Beppo was pale and trembling with agitation over the fearful effects of that first tail-wagging. “You mustn’t feel young!” said he.

“Why not?” asked the Cockatrice, with a piteous wail.

“There isn’t room in the world for a Cockatrice to feel young nowadays,” answered Beppo gravely.

“But, dear little master and benefactor,” cried the Cockatrice, “what did you wake me up for?”

“I don’t know,” replied Beppo, terribly perplexed. “I wouldn’t have done it had I known where your tail was.”

“Where is it?” inquired the Cockatrice, with great interest. “It’s right underneath the city where I mean to be king,” said Beppo; “and if you move it the city will come down; and then I shall have nothing to be king of.”

“Very well,” said the Cockatrice sadly; “I will wait!”

“Wait for what?” thought Beppo. “Waiting won’t do any good.” And he began to think what he must do. “You lie quite still!” said he to the Cockatrice. “Go to sleep, and I will still look after you.”

“Oh, little master,” said the Cockatrice, “but it is difficult to go to sleep when the delicious trouble of spring is in one’s tail! How long does this city of yours mean to stay there? I am so alive that I find it hard to shut an eye!”

“I will let the fires that keep you warm go down for a bit,” said Beppo, “and you mustn’t eat so much grass; then you will feel better, and your tail will be less of an anxiety.”

And presently, when Beppo had let the fires which warmed him get low, and had let time go by without bringing him any fresh fodder, the Cockatrice dozed off into an uneasy, prehistoric slumber.

Then Beppo, weeping bitterly over his treachery to the poor beast which had trusted him, raked open the fires and stamped out the embers; and, leaving the poor Cockatrice to get cold, ran down the hill as fast as he could to the city he had saved—the city of which he meant to be king.

He had been away a good many days, but the boys in the street were still on the watch for him. He told them how he had saved the city from the earth-quake; and they beat him from the city gate to his father’s door. He told his own father how he had saved the city; and his father beat him from his own door to the city gate.

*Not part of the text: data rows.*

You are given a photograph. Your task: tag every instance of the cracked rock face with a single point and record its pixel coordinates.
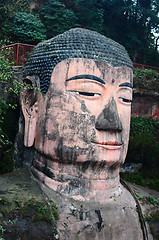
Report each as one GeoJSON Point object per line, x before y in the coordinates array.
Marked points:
{"type": "Point", "coordinates": [80, 130]}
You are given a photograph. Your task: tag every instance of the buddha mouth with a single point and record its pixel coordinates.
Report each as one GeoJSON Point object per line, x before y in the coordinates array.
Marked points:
{"type": "Point", "coordinates": [109, 145]}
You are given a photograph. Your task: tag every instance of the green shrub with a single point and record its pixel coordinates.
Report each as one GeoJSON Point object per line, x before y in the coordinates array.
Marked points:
{"type": "Point", "coordinates": [147, 79]}
{"type": "Point", "coordinates": [144, 142]}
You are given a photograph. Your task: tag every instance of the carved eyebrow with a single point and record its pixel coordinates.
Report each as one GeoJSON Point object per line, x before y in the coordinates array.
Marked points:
{"type": "Point", "coordinates": [86, 76]}
{"type": "Point", "coordinates": [126, 84]}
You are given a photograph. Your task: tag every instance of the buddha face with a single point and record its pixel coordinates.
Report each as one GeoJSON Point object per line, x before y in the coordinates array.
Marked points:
{"type": "Point", "coordinates": [85, 115]}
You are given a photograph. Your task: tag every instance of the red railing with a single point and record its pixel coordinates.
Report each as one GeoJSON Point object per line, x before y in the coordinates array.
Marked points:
{"type": "Point", "coordinates": [18, 52]}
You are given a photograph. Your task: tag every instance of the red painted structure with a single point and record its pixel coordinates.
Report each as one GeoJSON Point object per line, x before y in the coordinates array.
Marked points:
{"type": "Point", "coordinates": [18, 52]}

Nobody believed him.

He lay outside the town walls till it was dark, all smarting with his aches and pains; then, when nobody could see him, he got up and very miserably made his way back to the cave on the hill. And all the way he said to himself, “Shall I put fire under the Cockatrice once more, and make him shake the town into ruins? Would not that be fine?”

Inside, the cave was quite still and cold, and when he laid his hand on the Cockatrice he could not feel any stir or warmth in its bones. Yet when he called, the Cockatrice just opened a slit of his green eye and looked at him with trust and affection.

“Dear Cockatrice,” cried Beppo, “forgive me for all the wrong I have done you!” And as he clambered his way toward the green light, a great tear rolled from under the heavy lid and flowed past him like a cataract.

“Dear Cockatrice,” cried Beppo again, when he stood on the margin of the green lake, “take me to sleep with you in the land where the Cockatrices are at play, and keep quite still with your tail!”

Slowly and painfully the Cockatrice opened his eye enough to let Beppo slip through; and Beppo saw the green world with its playful cockatrices waiting to welcome him. Then the great eyelid shut down fast, and the waking days of the Cockatrice were over. And Beppo’s native town lay safe, because he had learned from the Cockatrice to be patient and gentle, and had gone to be king of a green world where everything was harmless.